L’opposition à la proposition du gouvernement a aussi soulevé de vives résistances au sein des milieux islamiques. Un des responsables de la Nahdlatul Ulama, Masdar Farid Mas’udi, a déclaré que l’homme était par nature polygame. Pour la députée Yoyoh Yusroh, du Parti de la Justice et de la Prospérité (PKS), parti islamiste, la polygamie est permise par l’islam car c’est une solution à certains problèmes de société. “La polygamie est préférable à l’infidélité. Prenez le cas d’une veuve âgée de 25 ans. Elle aura besoin d’un mari pour payer l’éducation de ses enfants. Si la polygamie est interdite, sa situation empirera a-t-elle écrit sur un forum de discussion du portail Internet detikcom (2).

Pour Din Syamsuddin, président de la Muhammadiyah, la seconde plus importante organisation musulmane de masse après la Nahdlatul Ulama, le pays fait face à des problèmes plus importants que l’interdiction ou non de la polygamie. “La polygamie est une question d’interprétation religieuse. Le gouvernement ne devrait pas en faire un sujet politique et les responsables religieux ne devraient pas nourrir le débat a-t-il déclaré au Jakarta Post.
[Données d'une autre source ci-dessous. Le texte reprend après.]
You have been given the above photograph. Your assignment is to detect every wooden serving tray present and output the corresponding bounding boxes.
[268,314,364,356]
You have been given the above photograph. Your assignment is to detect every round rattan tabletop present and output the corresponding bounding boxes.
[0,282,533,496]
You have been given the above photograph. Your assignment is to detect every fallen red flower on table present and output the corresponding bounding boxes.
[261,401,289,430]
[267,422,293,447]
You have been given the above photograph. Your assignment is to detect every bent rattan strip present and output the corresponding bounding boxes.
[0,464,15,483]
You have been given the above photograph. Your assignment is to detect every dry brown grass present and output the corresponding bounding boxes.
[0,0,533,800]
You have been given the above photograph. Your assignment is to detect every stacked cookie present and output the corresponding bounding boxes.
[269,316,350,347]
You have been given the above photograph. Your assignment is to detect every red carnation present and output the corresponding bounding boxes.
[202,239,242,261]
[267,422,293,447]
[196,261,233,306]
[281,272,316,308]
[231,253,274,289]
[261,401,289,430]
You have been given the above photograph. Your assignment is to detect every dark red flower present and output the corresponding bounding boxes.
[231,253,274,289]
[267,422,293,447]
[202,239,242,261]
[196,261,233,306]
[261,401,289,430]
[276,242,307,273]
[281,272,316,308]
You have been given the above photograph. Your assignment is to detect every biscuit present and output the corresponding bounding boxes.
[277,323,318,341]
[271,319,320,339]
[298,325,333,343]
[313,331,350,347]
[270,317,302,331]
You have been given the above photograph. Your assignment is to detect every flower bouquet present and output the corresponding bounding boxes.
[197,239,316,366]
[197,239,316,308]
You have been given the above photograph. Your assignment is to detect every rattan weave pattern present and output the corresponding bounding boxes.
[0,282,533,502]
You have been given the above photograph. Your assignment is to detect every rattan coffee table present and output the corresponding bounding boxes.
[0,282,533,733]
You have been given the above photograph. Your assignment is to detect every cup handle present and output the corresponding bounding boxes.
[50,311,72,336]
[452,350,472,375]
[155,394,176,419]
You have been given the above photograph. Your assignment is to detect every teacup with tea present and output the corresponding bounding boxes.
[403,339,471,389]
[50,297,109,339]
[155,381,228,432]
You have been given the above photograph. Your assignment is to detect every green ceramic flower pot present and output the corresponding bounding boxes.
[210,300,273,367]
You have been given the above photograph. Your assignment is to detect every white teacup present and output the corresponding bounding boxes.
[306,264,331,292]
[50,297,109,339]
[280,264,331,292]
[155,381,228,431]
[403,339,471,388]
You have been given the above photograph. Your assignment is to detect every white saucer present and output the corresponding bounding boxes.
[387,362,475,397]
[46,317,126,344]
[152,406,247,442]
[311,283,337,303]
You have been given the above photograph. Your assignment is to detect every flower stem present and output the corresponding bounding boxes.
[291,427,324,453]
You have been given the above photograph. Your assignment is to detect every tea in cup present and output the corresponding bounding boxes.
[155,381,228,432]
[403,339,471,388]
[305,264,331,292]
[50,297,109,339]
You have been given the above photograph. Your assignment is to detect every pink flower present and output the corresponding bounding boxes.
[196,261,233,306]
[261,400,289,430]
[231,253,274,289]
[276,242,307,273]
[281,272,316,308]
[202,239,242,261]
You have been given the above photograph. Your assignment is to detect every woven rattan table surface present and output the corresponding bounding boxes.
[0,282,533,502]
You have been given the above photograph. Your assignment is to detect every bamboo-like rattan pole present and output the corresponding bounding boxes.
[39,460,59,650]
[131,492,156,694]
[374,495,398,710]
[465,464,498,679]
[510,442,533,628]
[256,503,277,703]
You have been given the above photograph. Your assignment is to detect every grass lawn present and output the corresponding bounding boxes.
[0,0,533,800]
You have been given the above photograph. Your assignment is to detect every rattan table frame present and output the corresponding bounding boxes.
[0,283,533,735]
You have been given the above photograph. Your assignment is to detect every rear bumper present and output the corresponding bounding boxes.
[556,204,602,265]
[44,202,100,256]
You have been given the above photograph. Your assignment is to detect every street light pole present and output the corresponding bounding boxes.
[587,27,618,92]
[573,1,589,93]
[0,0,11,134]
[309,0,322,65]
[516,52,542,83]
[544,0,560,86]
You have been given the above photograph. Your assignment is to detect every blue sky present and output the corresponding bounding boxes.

En écho à ces propos, le président de la République, Susilo Bambang Yudhoyono, a déclaré le 7 décembre devant l’Association des épouses de fonctionnaires que la polémique était allée trop loin : “Regardons les choses en face. Nous ne devrions pas consacrer plus d’énergie qu’il n’en faut à ce sujet car un grand nombre d’autres problèmes appellent des solutions. Je ne veux pas que le débat s’envenime de manière malsaine sur cette question.”